Der erste Schritt ist (fast) getan
Mehr war allerdings nicht los. Augsburg-Trainer Heiko Herrlich nahm nach seinem Einkauf in der VIP-Loge Platz, die gefürchteten Fan-Ansammlungen blieben - wie zu erwarten war - aus. Und doch ist es falsch, wenn Herbert Hainer, Präsident des FC Bayern, im 'Doppelpass' davon spricht, dass Kritiker "eines Besseren belehrt" worden seien.
#Hainer im #Dopa: „Die ganzen Chef-Kritiker, die in den letzten Wochen durch die Talkshows gezogen sind und gesagt haben: ‚Das wird nie klappen‘ - die sind auch eines besseren belehrt worden.“ @SPORT1 @FCBayern pic.twitter.com/T1i7zVf79N
— Stefan Kumberger (@__Kumbi__) May 17, 2020
Die Bundesliga sieht sich einem Stresstest über mehrere Wochen ausgesetzt. Es ist, wie Bayerns Ministerpräsident Markus Söder in den vergangenen Wochen mehrfach betont hat, eine Gratwanderung. Auf diesem ersten Erfolg darf sich die Liga nicht ausruhen, im Gegenteil: Sie muss genau so weitermachen, bis der 34. Spieltag absolviert wurde, und gleichzeitig darauf hoffen, dass die befürchtete zweite Infektionswelle, die den Spielbetrieb erneut lahmlegen würde, ausbleibt.

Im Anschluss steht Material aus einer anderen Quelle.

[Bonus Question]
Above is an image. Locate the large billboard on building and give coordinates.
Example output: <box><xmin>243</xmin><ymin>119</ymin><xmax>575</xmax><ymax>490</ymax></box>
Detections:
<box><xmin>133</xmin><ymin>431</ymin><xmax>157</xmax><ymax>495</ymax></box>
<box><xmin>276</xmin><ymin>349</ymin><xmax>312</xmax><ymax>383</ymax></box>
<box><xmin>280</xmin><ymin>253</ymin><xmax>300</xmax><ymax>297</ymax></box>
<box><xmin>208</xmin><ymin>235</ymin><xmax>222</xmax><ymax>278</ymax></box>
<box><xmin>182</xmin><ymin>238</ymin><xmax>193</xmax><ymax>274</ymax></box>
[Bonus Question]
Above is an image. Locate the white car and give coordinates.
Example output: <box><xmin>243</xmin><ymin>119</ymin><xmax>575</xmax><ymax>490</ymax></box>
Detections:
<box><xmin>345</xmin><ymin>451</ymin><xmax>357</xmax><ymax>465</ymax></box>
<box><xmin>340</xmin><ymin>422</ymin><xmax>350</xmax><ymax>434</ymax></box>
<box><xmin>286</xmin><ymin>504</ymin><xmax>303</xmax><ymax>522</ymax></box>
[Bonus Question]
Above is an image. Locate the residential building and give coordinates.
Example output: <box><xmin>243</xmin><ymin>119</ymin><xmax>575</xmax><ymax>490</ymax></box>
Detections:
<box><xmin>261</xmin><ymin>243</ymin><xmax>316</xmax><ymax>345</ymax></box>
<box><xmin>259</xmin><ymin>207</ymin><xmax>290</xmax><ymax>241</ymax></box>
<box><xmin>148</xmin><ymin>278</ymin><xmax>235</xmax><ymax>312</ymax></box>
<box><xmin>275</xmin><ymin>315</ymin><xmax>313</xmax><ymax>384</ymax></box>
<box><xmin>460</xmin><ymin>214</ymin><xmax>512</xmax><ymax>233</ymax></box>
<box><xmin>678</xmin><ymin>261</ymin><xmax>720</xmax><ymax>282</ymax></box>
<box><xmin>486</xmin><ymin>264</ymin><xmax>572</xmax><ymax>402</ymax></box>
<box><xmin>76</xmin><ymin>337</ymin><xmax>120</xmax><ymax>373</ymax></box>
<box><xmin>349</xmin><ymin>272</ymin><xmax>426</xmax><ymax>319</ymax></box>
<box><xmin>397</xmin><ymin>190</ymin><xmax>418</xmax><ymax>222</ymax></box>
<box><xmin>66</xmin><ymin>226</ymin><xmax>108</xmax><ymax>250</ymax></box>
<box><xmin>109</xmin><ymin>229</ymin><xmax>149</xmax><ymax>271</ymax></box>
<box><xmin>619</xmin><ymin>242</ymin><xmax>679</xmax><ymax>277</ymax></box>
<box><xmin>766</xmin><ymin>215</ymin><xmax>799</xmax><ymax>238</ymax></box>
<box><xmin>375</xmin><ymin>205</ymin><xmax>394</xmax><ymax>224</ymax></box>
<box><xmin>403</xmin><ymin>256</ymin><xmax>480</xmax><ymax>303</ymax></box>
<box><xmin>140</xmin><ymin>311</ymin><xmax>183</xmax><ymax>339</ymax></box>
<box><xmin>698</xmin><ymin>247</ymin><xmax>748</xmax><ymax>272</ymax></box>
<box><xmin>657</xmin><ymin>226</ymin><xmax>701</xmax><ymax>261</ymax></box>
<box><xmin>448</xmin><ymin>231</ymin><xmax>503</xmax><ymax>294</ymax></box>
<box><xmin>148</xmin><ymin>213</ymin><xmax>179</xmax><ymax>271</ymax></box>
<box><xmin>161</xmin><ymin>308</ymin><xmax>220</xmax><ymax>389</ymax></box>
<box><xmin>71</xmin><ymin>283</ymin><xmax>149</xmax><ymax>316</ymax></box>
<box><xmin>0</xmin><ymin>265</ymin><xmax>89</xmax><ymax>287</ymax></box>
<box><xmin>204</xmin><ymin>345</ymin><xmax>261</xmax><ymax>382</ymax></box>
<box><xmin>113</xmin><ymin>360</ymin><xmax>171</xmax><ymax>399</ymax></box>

Die 36 Profi-Klubs sind dabei, den ersten von neun Schritten zu gehen. Erst nach dem Montagsspiel zwischen Bremen und Leverkusen wird man ein erstes Fazit ziehen können. Dennoch darf sich die DFL schon jetzt über Lob aus der Politik freuen, während Sky eine neue Rekordquote verzeichnen konnte. "Es war viel besser als gedacht", sagte Söder am Sonntagmorgen im 'Doppelpass' (zitiert via Sport1). "Unterm Strich ist das Experiment gelungen."
Keine weiteren Fehltritte erlaubt
Allerdings warnte Söder vor Leichtsinn. Man solle "aus den Erfahrungen lernen und nachsteuern", allen voran in puncto Torjubel sieht der CSU-Politiker Verbesserungsbedarf. "Ich fand es nicht gut", sagte Söder über die Szene von Boyata und Grujic.
"Es gab härteste Diskussionen. Etliche Minister haben gesagt: Lieber nicht", erinnerte Söder an die Verantwortung, die auf der Liga, den Klubs und den Spielern lastet. Allen Beteiligten ist daher anzuraten, sich weiterhin an das Hygienekonzept der DFL zu halten. Dann könnte es sein, dass die Saison 2019/20 tatsächlich beendet wird. Doch es bleibt eine Gratwanderung, auf der keine Fehltritte erlaubt sind.